The scholarships provide all expenses for two or three years of study at Oxford.
“I feel very lucky to have been selected,” said Unterreiner, who hopes to become an international human rights lawyer and judge.
Unterreiner, who will study international relations at Oxford, earned his bachelor’s and master’s in history from Stanford University in 2012 and 2013. He was a member of the varsity track and field and cross country teams. He also worked for The Stanford Daily, where he was a writer, columnist and opinions managing editor.
Another scholarship recipient, Zarko Perovic, who’s a 2012 graduate of the University of California, Berkeley, also wants to pursue international relations at Oxford. Perovic learned about war crimes while growing up in Serbia before he knew their meaning, according to his biography posted on the Rhodes Trust website.

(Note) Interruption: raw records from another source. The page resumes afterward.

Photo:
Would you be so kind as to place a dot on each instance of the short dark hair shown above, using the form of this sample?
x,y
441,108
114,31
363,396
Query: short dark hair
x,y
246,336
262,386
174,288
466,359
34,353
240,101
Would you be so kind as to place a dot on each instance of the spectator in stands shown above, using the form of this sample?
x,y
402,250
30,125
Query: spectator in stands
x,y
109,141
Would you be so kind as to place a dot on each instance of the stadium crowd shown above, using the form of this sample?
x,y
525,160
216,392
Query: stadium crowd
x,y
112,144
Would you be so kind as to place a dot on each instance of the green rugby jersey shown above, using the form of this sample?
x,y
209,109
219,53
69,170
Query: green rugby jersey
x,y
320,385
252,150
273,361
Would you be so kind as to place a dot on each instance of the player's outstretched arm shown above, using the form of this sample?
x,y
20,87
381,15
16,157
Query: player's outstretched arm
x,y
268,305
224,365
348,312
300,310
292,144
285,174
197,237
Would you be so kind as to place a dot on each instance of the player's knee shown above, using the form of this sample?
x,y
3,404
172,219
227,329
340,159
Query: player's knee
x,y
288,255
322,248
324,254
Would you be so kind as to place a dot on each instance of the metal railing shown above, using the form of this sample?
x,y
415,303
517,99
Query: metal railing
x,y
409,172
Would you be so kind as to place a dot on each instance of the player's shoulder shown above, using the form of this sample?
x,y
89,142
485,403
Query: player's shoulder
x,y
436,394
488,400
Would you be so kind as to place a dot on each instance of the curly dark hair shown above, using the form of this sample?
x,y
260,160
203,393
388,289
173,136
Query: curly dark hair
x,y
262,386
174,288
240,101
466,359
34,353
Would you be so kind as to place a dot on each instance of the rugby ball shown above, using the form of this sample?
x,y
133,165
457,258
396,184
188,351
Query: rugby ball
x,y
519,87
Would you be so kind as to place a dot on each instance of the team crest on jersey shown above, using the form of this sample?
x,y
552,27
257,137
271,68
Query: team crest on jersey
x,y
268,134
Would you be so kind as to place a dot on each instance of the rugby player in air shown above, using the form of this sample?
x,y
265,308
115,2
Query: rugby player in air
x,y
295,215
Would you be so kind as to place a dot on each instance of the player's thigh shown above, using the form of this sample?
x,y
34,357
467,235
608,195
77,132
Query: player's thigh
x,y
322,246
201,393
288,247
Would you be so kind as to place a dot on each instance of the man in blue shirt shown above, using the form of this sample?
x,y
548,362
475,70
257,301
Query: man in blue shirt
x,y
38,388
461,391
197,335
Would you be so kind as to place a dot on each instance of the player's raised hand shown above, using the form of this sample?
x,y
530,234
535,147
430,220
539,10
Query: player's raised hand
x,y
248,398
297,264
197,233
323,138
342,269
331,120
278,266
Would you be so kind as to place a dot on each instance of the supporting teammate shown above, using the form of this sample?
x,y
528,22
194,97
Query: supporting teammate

While at Berkeley, he worked as a research assistant at the War Crimes Studies Center and focused on the Cambodian genocide. After graduation, the San Diego resident worked at the State Department and the Auschwitz Institute for Peace and Reconciliation.
The final California recipient, Aurora Griffin of Westlake Village plans to study theology and Christian ethics. She’s a senior at Harvard University, where she’s studying the classics. She heads the Harvard Catholic Student Association and founded a fellowship for Christian pre-medical students. She previously spent a term at Oxford studying philosophy.
Griffin said she was waiting in a conference room after interviewing with a law firm when she got the news.
“It was surreal. I was overwhelmed, honored, and humbled, as I still am,” she said, adding that, “It’s sinking in, and I am just so excited to go to Oxford.”
The winners were selected from 857 applicants endorsed by 327 different colleges and universities.
Rhodes scholarships were created in 1902 by the will of British philanthropist Cecil Rhodes. Winners are selected on the basis of high academic achievement, personal integrity, leadership potential and physical vigor, among other attributes.